Este segundo libro, si atendemos a su orden cronológico de publicación, se abre con el traqueteo del tren y los evocadores paisajes del profundo sur. Scout regresa a casa para visitar a su padre desde Nueva York, pero ya no es una niña, sino una mujer en la veintena que se hace llamar por su nombre bautismal de Jean Marie y encuentra su mundo «dolorosamente alterado», en palabras de la crítica de The Guardian. Atticus es un viejo artrítico de 72 años y, a través de sus páginas, Scout irá descubriendo que el hombre al que idolatraba le ha decepcionado.
Atticus ya no es aquel humanista de extraordinaria integridad encarnado por Gregory Peck en la versión cinematográfica de 1962, sino un hombre con prejuicios que se opone a la integración racial en las escuelas decretada por el Supremo y al derecho al voto de los negros. Un hombre que durante su juventud se afilió a las juventudes del Ku Kux Klan y que ahora forma parte de los Citizen Councils y cree a pies juntillas en las teorías racistas de la eugenesia. «¿Acaso quieres que empiecen a desembarcar los negros en nuestros colegios, iglesias y teatros? ¿Los quieres en nuestro mundo», le pregunta Atticus a su hija. «Eres un cobarde, un snob y un tirano, -le responde Jean Marie-. Me has engañado de una manera indecible».
EL LANZAMIENTO
La novela salió ayer al mercado en EEUU con una tirada inicial de dos millones de ejemplares. La expectación es tan extraordinaria que es libro que más reservas previas ha registrado en la historia de Harper Collins. Su filial ibérica se encarga de la edición en español, con una tirada de 120.000 ejemplares para España y América Latina, mientras Edicions 62 edita la versión en catalán. «Nadie esperaba la aparición de este libro, así que para millones de lectores es como ese regalo de Navidad que llega tres días antes sin que te lo esperes», asegura en una entrevista telefónica Larry Down, vicepresidente de Harper Collins español.

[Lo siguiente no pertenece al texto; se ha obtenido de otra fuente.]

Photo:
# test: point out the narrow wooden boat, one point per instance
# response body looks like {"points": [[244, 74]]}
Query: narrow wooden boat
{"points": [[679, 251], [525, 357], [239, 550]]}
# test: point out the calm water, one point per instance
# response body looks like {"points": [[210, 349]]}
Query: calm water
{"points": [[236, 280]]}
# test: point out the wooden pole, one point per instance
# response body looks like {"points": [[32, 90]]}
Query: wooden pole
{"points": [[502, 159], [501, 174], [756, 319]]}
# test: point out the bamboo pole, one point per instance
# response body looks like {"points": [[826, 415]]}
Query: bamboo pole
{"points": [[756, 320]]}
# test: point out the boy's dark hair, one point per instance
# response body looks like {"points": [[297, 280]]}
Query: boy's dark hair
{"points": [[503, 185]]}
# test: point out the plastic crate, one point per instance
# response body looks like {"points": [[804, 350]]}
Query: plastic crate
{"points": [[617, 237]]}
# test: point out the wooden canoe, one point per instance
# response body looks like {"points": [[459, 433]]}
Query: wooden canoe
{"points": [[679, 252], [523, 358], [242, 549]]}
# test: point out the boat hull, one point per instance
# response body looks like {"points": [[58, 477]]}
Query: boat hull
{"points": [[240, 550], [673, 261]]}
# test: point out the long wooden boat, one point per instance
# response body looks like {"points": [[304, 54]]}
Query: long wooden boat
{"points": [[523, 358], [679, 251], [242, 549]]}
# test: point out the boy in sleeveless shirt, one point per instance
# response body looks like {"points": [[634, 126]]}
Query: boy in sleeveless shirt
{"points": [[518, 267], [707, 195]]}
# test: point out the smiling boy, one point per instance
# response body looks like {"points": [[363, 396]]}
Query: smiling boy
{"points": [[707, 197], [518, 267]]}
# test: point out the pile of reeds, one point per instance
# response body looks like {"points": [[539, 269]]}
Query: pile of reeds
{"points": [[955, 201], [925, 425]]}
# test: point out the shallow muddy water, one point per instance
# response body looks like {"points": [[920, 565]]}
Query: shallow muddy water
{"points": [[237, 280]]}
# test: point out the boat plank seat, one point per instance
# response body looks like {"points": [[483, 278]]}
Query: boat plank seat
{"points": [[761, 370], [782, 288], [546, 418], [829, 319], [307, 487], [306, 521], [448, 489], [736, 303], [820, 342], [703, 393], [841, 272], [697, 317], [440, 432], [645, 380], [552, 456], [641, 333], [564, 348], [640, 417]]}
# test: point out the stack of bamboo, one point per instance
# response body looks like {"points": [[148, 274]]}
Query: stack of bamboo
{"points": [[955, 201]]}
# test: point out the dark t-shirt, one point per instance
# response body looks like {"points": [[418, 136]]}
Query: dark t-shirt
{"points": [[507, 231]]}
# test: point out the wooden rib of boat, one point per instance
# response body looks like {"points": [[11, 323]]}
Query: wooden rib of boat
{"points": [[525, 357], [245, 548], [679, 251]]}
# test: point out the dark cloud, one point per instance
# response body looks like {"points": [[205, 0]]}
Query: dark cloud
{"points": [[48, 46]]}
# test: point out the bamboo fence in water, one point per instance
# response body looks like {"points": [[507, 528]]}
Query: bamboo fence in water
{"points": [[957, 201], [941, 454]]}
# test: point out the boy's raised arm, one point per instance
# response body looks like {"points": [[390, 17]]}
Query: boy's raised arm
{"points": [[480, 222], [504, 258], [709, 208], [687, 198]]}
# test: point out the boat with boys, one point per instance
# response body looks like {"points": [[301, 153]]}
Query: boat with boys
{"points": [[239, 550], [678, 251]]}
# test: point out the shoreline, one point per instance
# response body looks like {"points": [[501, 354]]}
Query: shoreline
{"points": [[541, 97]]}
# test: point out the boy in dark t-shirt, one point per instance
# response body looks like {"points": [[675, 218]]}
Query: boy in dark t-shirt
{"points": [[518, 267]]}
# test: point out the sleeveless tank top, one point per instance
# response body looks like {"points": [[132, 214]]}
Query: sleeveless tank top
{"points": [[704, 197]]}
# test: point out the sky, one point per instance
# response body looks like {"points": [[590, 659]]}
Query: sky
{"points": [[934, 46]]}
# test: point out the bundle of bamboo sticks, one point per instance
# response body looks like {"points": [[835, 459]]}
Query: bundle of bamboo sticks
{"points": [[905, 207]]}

Más allá de la idiosincrasia de los personajes hay otras cosas que cambian entre las dos novelas de esta extraña secuela. El Ruiseñor, que ha vendido más de 40 millones de ejemplares y le valió a su autora el premio Pulitzer, transcurre en los años 30, en plena gran depresión, mientras el Centinela esta ambientada en los convulsos años 50, la década en la que empieza a tomar cuerpo el movimiento por los derechos civiles. Además, la primera está narrada en primera persona desde la mirada inocente de Scout, mientras que la segunda opta por la tercera persona.
Este retorno del hijo pródigo a casa es un viaje que Harper Lee hizo varias en la vida real después de mudarse en 1948 a la Gran Manzana pensando que era «la capital literaria del mundo», el lugar donde debía estar cualquier aspirante a escritor. Una de las preguntas que se han hecho estos días los críticos es qué pudo pasar para que, en el plazo de dos años, lo que Lee tardó en escribir el Ruiseñor, su padre pasara de ser un racista a un integracionista convencido. Según ha explicado Charles Shields, uno de los biógrafos de la autora, en The Wall Street Journal, su padre fue efectivamente un segregacionista, pero justo en aquellos años empezó a cambiar de parecer. Lo que no está tan claro es si los lectores de uno de los grandes clásicos de la literatura estadounidense sabrán digerir ese cambio radical.